Netflix has produced a new series, called The Crown, about the reign of Elizabeth II. It is beautifully shot and wonderfully acted. The initial series of ten episodes explores the first few years of her tenure and the broad and subtle canvas provides yet more evidence that long-form television is one of the most innovative art forms of the last two decades, generated by the greater competition for viewers from ever more stations and networks.
But what is most impressive about the series is its sustained mediation on an important social idea—that the monarch must recognize that she has two personas—the natural and the political. In the first she can be an individual, but in the second she must follow conventions that lend dignity and stability to the state.
The idea is not itself new. Ernst Kantorowicz’s Two Bodies, one of the greatest books ever about medieval political theory, shows that kingship in the Middle Ages consciously reflected this idea. Monarchy included all sorts of rituals suggesting that political body of the King or Queen was directly connected to the divine and thus provided a source of stability beyond the vicissitudes of ordinary politics. The writers of the Crown seem familiar with this book, because they underscored the transcendent rituals in the coronation of Elizabeth, such as the anointing ceremony.
But while the ideal that body of the sovereign rises above the natural person is not new, The Crown raises the profound political question of whether it can survive in age devoted to individual authenticity and democratic equality. Moreover, the transparency of modern media lets in too much daylight on the magic, making is hard to keep the personal and political separate. In the series Elizabeth does her best to comply with traditional conventions that make her seem stuffy, boring and indeed a bit empty, because emptiness allows the people to read into her what they want to see. In contrast, her sister Princess Margaret, standing in for Elizabeth during the latter’s Commonwealth tour, insists on her individuality and makes amusing but irreverent and politically incautious comments that the media trumpets to the world. And in the background of the narrative lurks the Duke of Windsor who gave up his role for the woman he wanted. Nothing can better symbolize the triumph of the personal over the political body than the abdication.
It might be thought that underlying theme of the series is anachronistic, because the monarchy is shadow of what it once was, and irrelevant to us Americans because we have no monarchy. But that would be wrong, because the President also traditionally has had different persona. He is head of state, party leader, and, of course, a natural person.
And we too have rituals too that emphasize that the President’s separate specialness as head of state transcends his partisan and natural persona. These rituals include the famous and unique title, Mr. President, the constitutional oath that only the President takes, and our solemn counterpart to the coronation–the inauguration. And this separation has functioned for the good of the republic in much the same way as it does for the good of a kingdom At least at a time of crisis, the dignity of the President’s persona as head of state is a source of stability and union beyond partisan divisions and personal frailties.
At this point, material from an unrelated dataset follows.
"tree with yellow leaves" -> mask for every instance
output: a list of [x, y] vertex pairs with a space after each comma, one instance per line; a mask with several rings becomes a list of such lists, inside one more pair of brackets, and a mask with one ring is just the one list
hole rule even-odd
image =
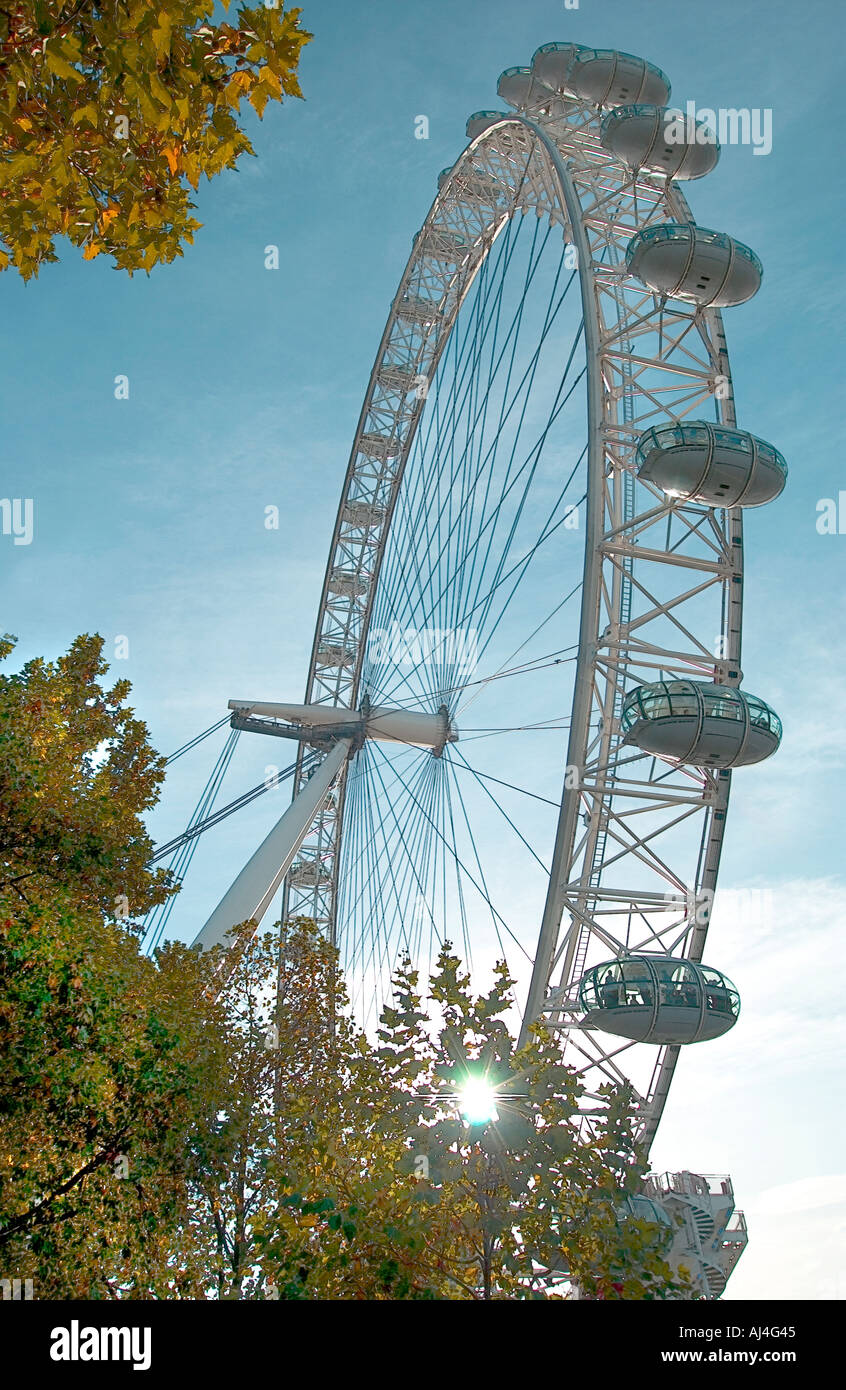
[[[222, 0], [229, 8], [231, 0]], [[208, 0], [0, 4], [0, 270], [29, 279], [56, 238], [150, 271], [183, 254], [200, 177], [253, 147], [246, 99], [301, 96], [300, 10]]]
But some of the very same forces that The Crown describes makes it harder than ever to preserve this separate personas. Even if George Washington returned, he would find it difficult to project the same dignity of office in an age that demands individual authenticity and democratic transparency.
Perhaps we no longer need this ancient bulwark for the state. It might be argued that our stability comes from the great wealth of our society and the high level of mass education. But I am hoping that Friday’s inauguration works a little of usual own magic, causing opponents of the incoming President to recognize his legitimacy and encouraging that President to act with the dignity that is essential to his unique persona.